Orthogonalizing a basis is an important topic in computational science and engineering, from solving linear systems to creating a basis for solving partial differential equations. The basic idea behind orthogonalization is that you want to create a new set of vectors that are all ‘perpendicular’ to each other to express your old vectors. The first algorithm that many people learn to do this is called the Gram-Schmidt algorithm, and while it is quite effective at dealing with many systems, the algorithm’s performance to deal with high-condition number systems. This degradation is in the accuracy of the output sense and not in a run-time sense. To be clear, this code is not aiming to be performant but to be simple implementation, much more performant implementations can be found in the standard numerical linear algebra libraries.
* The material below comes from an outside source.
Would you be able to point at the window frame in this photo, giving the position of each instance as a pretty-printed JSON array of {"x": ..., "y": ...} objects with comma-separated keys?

I have included the code for a simple Numpy implementation of Gram-Schmidt. Here the row vectors of A are being orthogonalized. As a note, the usual convention is that the column vectors of A are being orthogonalized.
def classical_gs(A):
num_vecs = A.shape[0]
B = numpy.zeros_like(A)
for j in range(0, num_vecs):
temp = A[j]
for k in range(0, j):
temp = temp - B[k].T@A[j]*B[k]
B[j] = temp / numpy.linalg.norm(temp)
return B
However, this suffers from floating-point error accumulation with ill-conditioned matrices. While this is not a large problem in many applications, this becomes problematic when regressing polynomials or using it as a general procedure.
This has been approved upon with the modified Gram-Schmidt algorithm, where the floating-point error builds up is mitigated much better. As you can see, this is only reordering the order of operations from the previous algorithm, and if we had exact arithmetic, the results would be the same. The performance is approximately half of the previous algorithm in run time, but the result’s accuracy is much improved upon.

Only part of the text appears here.